I've just rewound a single-phase, 1/4 hp, 4-pole top-load washing machine motor identical to this one.
It was originally wound in AWG 22 aluminum wire, and I rewound in AWG 23 copper wire, which should have about 80-85% of the resistance of the original winding, which isn't so much lower that the capacitor value should be readjusted.
What I found strange is that its no-load current, with the original 40 μF capacitor, was too high. 2.8 A, 90% of rated current.
And it was heating horribly, it reached 100 °C in a couple minutes.
Then I noted something strange. By braking it with my hand, the current fell.
The current consistently fell, even at low speeds well below the breakdown torque, the current was still much lower, it fell to 1.9 A at its lowest.
What's the logic of this?
I never found anywhere online mentioning this behavior, and for all I know this makes no sense.
Perhaps these motors have a non-ideal behavior because of the way they're wound?
Instead of having an auxiliary winding with lower L/R ratio, it has two identical windings, same gauge, same number of turns, pitch etc.
It's wound exactly like an old two-phase motor would be wound, with two identical sets of windings made to be fed with phases in quadrature.

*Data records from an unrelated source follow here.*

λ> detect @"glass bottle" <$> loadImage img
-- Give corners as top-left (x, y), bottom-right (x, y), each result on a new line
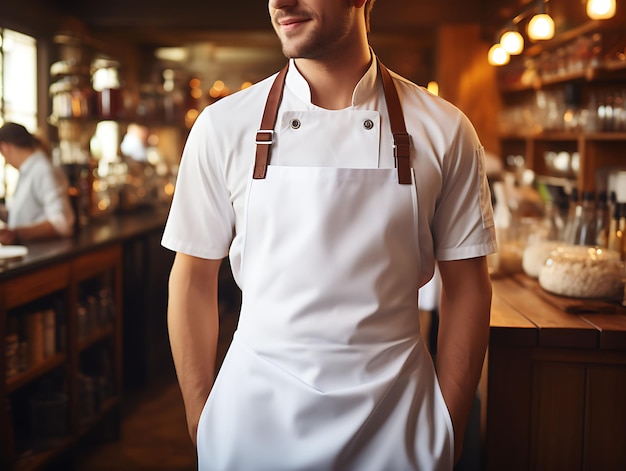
top-left (574, 190), bottom-right (596, 245)
top-left (607, 202), bottom-right (625, 259)
top-left (563, 187), bottom-right (580, 244)
top-left (594, 190), bottom-right (609, 247)
top-left (543, 201), bottom-right (562, 241)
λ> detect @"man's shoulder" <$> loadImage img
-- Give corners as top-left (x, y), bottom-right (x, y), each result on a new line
top-left (389, 71), bottom-right (452, 108)
top-left (388, 69), bottom-right (467, 128)
top-left (205, 72), bottom-right (279, 118)
top-left (188, 71), bottom-right (283, 149)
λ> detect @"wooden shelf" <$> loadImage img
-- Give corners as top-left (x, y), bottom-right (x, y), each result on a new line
top-left (499, 131), bottom-right (626, 142)
top-left (78, 325), bottom-right (114, 351)
top-left (6, 353), bottom-right (67, 393)
top-left (14, 437), bottom-right (74, 471)
top-left (1, 245), bottom-right (123, 469)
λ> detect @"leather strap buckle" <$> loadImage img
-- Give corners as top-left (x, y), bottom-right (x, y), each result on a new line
top-left (256, 130), bottom-right (274, 145)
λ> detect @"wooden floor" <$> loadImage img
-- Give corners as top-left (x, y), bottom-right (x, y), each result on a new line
top-left (76, 372), bottom-right (197, 471)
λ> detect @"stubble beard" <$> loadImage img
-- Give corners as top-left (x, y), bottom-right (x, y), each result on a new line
top-left (274, 9), bottom-right (354, 60)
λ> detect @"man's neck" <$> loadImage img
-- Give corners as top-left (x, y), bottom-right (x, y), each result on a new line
top-left (294, 44), bottom-right (372, 110)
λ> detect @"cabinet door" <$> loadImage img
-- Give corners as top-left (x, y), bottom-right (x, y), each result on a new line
top-left (584, 364), bottom-right (626, 470)
top-left (531, 361), bottom-right (587, 470)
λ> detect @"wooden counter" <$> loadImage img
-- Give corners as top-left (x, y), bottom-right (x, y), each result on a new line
top-left (0, 207), bottom-right (170, 280)
top-left (487, 274), bottom-right (626, 471)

It's wound like that so it can be reversed by changing switching only one contact, changing which winding is fed through the capacitor and which is fed directly by the mains.
Or, perhaps, this happens because its capacitor is not optimized for nominal slip?
It's a permanent capacitor, so you'd expect it to be optimized for nominal slip, but as this motor needs to quickly reverse its rotation during the washing, it needs a decent starting torque too.
So perhaps its value is larger than that you'd use if this motor didn't have to do that and only ran in a single direction at nominal speed all the time, like fans do.